The roll is particularly handy during some of the more intense battles, as you’re immune to damage while rolling. Just wandering the Gungeon can bring up some rather tricky rooms and enemy set ups, but bosses are the most likely to completely fill the screen with a seemingly impossible number of bullets. My favourite of the few that I’ve encountered was like a bullet hell version of Super Hexagon – noting this seemed to please Dodge Roll’s Dave Crooks, who admitted this was the inspiration.

As you progress deeper into the Gungeon, you’ll come across chests and defeat bosses that give you more weapons and, more importantly, more ridiculous weapons. This is a game with giant bullets shooting guns at you, you didn’t expect the guns to be sensible, did you?

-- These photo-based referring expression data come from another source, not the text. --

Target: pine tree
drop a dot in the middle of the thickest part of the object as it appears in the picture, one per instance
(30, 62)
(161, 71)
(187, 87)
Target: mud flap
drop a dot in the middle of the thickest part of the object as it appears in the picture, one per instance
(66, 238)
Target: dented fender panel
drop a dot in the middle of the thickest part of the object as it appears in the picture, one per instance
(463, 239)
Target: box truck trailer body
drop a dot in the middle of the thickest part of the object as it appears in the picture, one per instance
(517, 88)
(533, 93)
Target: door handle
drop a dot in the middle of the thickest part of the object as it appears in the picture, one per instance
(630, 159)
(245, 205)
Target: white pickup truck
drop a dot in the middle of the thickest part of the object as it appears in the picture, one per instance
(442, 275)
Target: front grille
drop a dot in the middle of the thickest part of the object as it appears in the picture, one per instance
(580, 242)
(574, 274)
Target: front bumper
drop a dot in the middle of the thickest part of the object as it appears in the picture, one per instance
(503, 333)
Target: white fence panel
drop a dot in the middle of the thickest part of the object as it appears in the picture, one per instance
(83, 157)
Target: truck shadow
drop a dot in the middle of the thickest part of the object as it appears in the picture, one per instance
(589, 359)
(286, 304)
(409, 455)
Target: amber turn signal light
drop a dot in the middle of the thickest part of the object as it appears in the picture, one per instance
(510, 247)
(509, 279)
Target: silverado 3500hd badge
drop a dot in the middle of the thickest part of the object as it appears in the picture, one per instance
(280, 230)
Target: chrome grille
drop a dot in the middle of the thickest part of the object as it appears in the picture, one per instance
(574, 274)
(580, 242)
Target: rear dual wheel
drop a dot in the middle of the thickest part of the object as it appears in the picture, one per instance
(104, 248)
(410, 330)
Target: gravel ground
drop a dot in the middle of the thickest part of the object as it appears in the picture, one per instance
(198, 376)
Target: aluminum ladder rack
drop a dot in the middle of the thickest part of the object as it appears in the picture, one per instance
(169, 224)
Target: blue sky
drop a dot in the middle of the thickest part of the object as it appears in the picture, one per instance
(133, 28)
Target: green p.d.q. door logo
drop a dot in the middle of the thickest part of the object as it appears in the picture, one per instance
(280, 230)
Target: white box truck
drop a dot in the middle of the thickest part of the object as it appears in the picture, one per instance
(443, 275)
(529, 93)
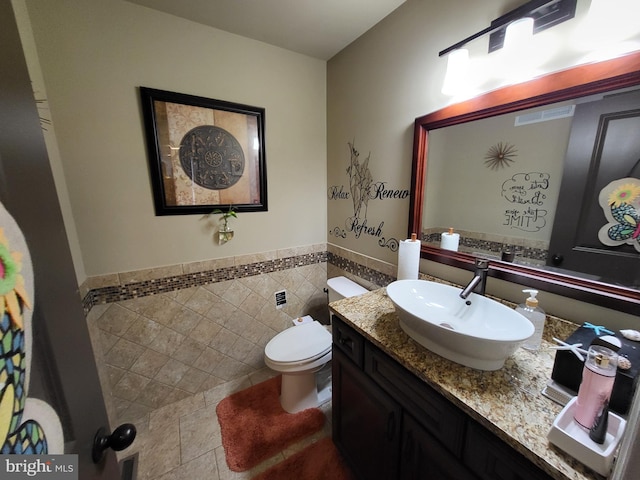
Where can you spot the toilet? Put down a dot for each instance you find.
(300, 352)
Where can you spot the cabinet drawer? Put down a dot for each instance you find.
(348, 341)
(439, 417)
(492, 459)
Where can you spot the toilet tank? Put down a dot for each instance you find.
(342, 287)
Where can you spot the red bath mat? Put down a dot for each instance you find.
(255, 427)
(319, 461)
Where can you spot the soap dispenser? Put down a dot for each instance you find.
(535, 315)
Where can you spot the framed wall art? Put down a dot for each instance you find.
(204, 154)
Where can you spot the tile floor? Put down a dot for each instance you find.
(183, 441)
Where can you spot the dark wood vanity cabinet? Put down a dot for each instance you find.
(388, 424)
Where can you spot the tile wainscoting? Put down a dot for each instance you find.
(162, 335)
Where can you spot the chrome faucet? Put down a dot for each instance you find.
(479, 281)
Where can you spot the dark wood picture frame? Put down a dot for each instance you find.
(204, 154)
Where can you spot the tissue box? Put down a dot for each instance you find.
(567, 368)
(574, 439)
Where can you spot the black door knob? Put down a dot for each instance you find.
(119, 439)
(557, 259)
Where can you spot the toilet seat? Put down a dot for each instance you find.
(299, 345)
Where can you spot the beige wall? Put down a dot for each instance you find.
(94, 54)
(376, 87)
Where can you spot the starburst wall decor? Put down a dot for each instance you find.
(500, 155)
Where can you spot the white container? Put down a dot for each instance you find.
(569, 436)
(536, 316)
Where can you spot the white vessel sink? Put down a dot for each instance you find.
(477, 332)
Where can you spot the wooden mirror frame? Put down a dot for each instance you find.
(568, 84)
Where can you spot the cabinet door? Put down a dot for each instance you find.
(422, 456)
(366, 422)
(492, 459)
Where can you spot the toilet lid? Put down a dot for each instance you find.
(299, 343)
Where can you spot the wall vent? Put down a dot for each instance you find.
(545, 115)
(281, 299)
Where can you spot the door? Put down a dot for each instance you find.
(603, 156)
(61, 373)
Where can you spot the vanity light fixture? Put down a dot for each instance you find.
(457, 68)
(514, 31)
(545, 14)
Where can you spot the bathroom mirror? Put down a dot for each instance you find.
(541, 94)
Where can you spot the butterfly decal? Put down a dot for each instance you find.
(620, 202)
(628, 223)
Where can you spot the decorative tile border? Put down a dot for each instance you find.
(117, 293)
(492, 247)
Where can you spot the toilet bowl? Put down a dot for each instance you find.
(299, 352)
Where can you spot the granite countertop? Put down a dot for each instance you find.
(508, 402)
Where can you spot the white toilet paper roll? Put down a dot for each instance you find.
(450, 241)
(408, 259)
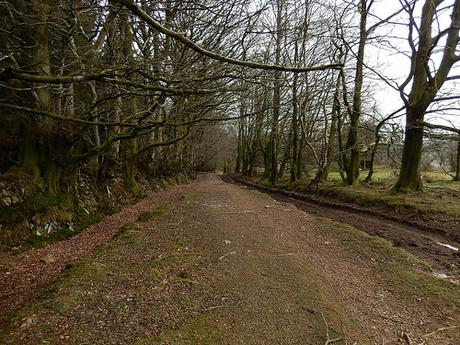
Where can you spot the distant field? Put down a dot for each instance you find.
(440, 194)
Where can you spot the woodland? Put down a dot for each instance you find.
(230, 172)
(123, 88)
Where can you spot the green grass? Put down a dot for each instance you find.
(406, 274)
(440, 195)
(150, 215)
(201, 331)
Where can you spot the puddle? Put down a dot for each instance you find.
(448, 246)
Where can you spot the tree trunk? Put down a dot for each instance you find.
(274, 140)
(409, 176)
(457, 168)
(352, 166)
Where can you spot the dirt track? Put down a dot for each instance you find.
(229, 265)
(422, 241)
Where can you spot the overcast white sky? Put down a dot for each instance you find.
(395, 65)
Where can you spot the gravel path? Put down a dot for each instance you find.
(224, 264)
(22, 275)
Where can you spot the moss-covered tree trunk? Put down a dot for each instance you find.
(352, 162)
(409, 175)
(457, 166)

Each of the four characters have a base weapon with infinite ammo to fall back on, but almost everything beyond that has the potential to surprise in some way. I’m barely scratching the surface with the insanity that is tucked away in the game’s depths, but alongside the sniper rifle – an absolute delight when you string a series of hits together – shotgun, SMG and other typical weapons, there’s a Witch Gun, lasers, T-shirt cannons, a “gunbow” that sends a bullet ricocheting around the room, bee guns… it all gets a bit over the top, especially when you might find a power up to augment them with lightning that arcs between nearby bullets.


You can’t be sure what you’re going to find though, as this is a roguelike, in the vein of games like The Binding of Isaac, Don’t Starve, Downwell, and the countless other entries in the popular genre. What this means is the Gungeon you face is procedurally generated each time you start playing, with rooms bolted together in a randomised order. You’ll never quite know what’s through the next door or which boss you’ll find at the end of that floor.

The entire game is about exploring and learning how it works and how to reach and beat the fifth and final level, then do it again and again. That changing layout will affect how each run goes, but you’ll learn how to find secret hidden areas and Easter eggs, you’ll look for the shop to stock up on certain items – blanks that cancel out all the bullets on screen are rather handy – and you’ll start to fill out the Ammonicon with details of all the enemies and guns you can find.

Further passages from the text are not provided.